Sunday, September 18, 2011

Kate Middleton in Few Lines

kate middleton
kate middleton

kate middleton



Kate Middleton will be the first commoner to marry a prince in close proximity to the throne in more than 350 years, since Anne Hyde wed the Duke of York, later James II, in 1660.
Even so, Hyde was the daughter of Charles II's lord chancellor and chief adviser, the future Earl of Clarendon – rather than, as 28-year-old Middleton is, the offspring of a couple who have made a fortune providing bags for children's parties.
Among Middleton's ancestors are Northumbrian miners and Kent builders' labourers. Her mother, Carole, was formerly a British Airways flight attendant – hence the snobbish jibes of some royal hangers-on about "doors to manual" – and her father, Michael, also once worked for BA as a dispatcher, making sure flights left on time and with the correct cargo. The couple met while working for BA and started their married life in a flat in Slough, just across the river from the future in-laws.
But it is the family business Party Pieces, launched by Carole Middleton from their home in one of Berkshire's prettier villages, which founded the family's wealth and gave their daughter entry into higher social circles. The company was one of the first to use the internet for mail-order selling and the children were used as models for its early catalogues.
Kate – christened Catherine Elizabeth – has a younger sister, Pippa, and brother, James.
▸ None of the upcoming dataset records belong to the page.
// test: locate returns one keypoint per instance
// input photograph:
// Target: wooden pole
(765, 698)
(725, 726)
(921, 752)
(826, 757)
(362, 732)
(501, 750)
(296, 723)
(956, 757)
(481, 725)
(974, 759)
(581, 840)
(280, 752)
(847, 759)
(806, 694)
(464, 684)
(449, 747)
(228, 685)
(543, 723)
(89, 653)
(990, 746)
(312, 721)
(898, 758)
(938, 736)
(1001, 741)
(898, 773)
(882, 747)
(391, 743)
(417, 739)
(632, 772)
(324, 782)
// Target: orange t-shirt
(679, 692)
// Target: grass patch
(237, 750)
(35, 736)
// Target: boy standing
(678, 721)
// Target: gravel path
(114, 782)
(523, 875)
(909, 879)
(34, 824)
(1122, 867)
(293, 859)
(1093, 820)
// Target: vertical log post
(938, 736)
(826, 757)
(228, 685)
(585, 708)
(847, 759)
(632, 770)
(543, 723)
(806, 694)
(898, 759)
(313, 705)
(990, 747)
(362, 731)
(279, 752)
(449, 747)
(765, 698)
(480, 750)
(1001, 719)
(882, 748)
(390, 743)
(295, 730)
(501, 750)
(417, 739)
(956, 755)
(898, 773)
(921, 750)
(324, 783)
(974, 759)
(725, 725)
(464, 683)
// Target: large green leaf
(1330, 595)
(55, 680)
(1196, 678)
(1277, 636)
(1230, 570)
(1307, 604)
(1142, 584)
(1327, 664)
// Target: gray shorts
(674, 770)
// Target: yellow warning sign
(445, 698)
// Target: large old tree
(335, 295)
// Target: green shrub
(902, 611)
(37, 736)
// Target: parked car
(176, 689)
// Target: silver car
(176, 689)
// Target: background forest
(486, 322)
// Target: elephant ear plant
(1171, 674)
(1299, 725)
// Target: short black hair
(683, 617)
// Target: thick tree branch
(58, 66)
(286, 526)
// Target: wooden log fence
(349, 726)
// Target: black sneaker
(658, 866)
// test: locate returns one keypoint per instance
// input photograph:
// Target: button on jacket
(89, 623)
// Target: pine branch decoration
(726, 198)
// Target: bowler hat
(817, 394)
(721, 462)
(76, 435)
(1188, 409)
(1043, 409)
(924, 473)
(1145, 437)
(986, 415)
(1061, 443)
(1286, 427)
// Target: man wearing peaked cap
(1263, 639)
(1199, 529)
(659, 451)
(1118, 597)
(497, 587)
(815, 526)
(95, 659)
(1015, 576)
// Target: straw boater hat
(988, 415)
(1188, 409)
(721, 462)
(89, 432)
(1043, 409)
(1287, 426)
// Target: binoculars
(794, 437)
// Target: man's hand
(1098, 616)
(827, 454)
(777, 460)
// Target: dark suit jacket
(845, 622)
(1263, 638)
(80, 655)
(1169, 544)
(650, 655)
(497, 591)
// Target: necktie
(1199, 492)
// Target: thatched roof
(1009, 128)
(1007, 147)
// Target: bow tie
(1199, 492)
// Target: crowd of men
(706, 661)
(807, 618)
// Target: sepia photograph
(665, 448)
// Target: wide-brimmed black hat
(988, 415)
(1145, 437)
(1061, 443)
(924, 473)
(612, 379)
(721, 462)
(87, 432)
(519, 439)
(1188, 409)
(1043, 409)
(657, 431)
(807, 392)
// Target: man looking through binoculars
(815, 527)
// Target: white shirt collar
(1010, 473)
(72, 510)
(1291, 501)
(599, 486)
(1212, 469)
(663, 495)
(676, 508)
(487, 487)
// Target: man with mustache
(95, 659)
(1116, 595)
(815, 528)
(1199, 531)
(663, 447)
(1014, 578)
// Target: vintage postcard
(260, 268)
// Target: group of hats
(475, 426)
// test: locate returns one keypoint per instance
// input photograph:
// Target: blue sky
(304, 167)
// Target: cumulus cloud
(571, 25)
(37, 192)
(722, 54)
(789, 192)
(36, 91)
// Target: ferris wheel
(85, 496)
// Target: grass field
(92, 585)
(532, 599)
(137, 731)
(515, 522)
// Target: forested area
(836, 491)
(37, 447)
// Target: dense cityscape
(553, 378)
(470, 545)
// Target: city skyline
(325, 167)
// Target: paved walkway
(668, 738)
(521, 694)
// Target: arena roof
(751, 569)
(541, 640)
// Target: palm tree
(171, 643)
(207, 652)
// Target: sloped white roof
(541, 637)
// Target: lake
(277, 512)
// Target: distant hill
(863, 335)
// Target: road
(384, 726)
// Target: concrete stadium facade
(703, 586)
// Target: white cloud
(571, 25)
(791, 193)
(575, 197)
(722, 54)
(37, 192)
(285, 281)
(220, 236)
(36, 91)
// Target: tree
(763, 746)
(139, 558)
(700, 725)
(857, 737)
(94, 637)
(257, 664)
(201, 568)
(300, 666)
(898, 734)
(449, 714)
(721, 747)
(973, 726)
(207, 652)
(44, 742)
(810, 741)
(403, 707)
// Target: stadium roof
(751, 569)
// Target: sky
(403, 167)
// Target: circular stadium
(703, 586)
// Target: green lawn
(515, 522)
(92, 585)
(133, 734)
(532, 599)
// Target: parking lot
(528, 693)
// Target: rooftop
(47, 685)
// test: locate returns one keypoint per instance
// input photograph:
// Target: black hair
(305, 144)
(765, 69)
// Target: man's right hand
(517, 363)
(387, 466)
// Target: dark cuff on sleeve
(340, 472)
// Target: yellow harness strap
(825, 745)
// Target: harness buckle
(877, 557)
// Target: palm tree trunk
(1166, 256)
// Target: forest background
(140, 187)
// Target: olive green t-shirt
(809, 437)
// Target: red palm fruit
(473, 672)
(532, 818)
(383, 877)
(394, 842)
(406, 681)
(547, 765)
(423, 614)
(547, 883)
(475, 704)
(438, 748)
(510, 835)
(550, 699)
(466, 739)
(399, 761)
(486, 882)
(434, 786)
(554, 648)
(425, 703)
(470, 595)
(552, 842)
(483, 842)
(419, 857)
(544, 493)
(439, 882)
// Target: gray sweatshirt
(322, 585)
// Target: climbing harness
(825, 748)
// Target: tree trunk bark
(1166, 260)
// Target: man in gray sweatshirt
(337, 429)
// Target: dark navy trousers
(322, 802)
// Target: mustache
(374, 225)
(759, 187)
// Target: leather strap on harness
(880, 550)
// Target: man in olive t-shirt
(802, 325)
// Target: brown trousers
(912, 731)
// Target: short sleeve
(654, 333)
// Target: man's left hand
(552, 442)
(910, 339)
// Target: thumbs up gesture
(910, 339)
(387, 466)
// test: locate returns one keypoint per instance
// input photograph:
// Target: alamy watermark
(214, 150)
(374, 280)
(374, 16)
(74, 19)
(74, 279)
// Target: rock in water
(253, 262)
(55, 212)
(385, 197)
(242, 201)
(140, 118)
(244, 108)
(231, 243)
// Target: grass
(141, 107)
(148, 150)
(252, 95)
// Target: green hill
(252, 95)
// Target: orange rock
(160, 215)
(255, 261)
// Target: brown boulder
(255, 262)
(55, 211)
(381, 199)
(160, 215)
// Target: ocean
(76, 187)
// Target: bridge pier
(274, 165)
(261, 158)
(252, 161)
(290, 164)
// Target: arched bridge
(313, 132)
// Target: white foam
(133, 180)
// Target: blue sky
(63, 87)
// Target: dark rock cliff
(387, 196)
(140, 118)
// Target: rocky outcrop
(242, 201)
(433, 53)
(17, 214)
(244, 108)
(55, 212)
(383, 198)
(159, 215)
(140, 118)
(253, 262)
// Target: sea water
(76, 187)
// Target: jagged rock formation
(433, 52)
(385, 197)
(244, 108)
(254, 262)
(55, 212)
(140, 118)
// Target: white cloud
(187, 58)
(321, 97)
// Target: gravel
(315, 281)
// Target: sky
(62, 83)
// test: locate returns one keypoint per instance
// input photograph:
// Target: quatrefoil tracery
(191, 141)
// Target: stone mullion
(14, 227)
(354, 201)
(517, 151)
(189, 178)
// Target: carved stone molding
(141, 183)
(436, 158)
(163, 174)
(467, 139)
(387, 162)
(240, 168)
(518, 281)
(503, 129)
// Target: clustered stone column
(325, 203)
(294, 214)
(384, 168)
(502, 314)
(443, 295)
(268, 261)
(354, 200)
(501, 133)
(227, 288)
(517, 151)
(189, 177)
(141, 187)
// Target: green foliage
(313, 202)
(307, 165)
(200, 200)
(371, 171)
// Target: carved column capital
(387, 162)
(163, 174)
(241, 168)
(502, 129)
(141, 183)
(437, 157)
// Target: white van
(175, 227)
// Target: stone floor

Theirs was an affluent upbringing: private schools, Brownies for Kate and skiing holidays, amateur dramatics (Middleton played Eliza Doolittle, the archetypal story of a working-class girl transformed into a lady, in a school production of My Fair Lady, aged 10) and sports.
At Marlborough public school in Wiltshire, she became captain of the hockey club and gained a reputation for quiet seriousness, unlike some of her contemporaries. As Jessica Hays, one of her schoolfriends, told the News of the World wonderingly: "I never once saw her drunk. Even after our GCSEs finished, she only drank a couple of glugs of vodka."
Although there were boyfriends, it may have been that Middleton was struck by the idea of the young prince long before she ever met him. At school she was known as the princess in waiting and, according to Hays, this time to the Mail on Sunday, was said to have joked: "There's no one quite like William – I bet he's really kind. You can just tell by looking at him." This may not have been an entirely farfetched ambition: certainly some of her Marlborough friends from the Cotswolds county set already knew the prince.
Both went up to St Andrews University in 2001 – Middleton with two As and a B at A-level – to read history of art and both were placed in the same hall of residence.
She first came to media attention while modelling for charity in a sheer black lace dress at a fashion show the following spring, where it was noticed that the prince had paid £200 for a front-row seat. Middleton was credited with helping to persuade William not to drop out of university at the end of his lonely first term and to switch courses to read geography.
The following year they shared a flat with two male students in a Georgian terraced house in the middle of St Andrews and the year after that the four of them moved on to a more remote cottage on a nearby country estate. In 2002, Middleton's parents bought a strategically useful flat in Chelsea which their daughter could use.
The pair have been an item, with only one apparent serious blip in their relationship ever since, for a few months in 2007. The blip was allegedly caused by Middleton's frustration about the prince's reluctance to commit fully to their relationship, earning Middleton the tabloid soubriquet "Waity Katie". They were soon seen out together again, though generally Middleton's public appearances, at events such as William's passing-out parades at Sandhurst and RAF Cranwell, have been carefully choreographed affairs.
Middleton was given a part-time job as an assistant accessories buyer by John and Belle Robinson, owners of the Jigsaw fashion chain – perfect for someone who might need to spend long weekends accompanying a prince on pheasant-shooting expeditions or operations in remote parts of the country with the RAF air-sea rescue service.
From the royal family's point of view, Middleton is serious and discreet. She does not fall out of nightclubs and she does not give interviews. Practically her only – overheard – quote has been "He's so lucky to be going out with me." So there is a chance of avoiding the pitfalls of some of the prince's predecessors: an arranged marriage to a dull princess he has scarcely met, or, like his father, to a much younger, aristocratic bride who has no interest in his interests.
William and Middleton, who we now know became engaged on holiday in Kenya last month, have been together already for longer and know each other better than those involved in previous royal matches and there is no sign of a royal mistress lurking in the shrubbery.
Middleton – unlike Hyde in 1660 – will certainly not have to be smuggled into the palace for a secret midnight marriage and won't face accusations that she has slept with half the court. No wonder the Queen is said to be delighted.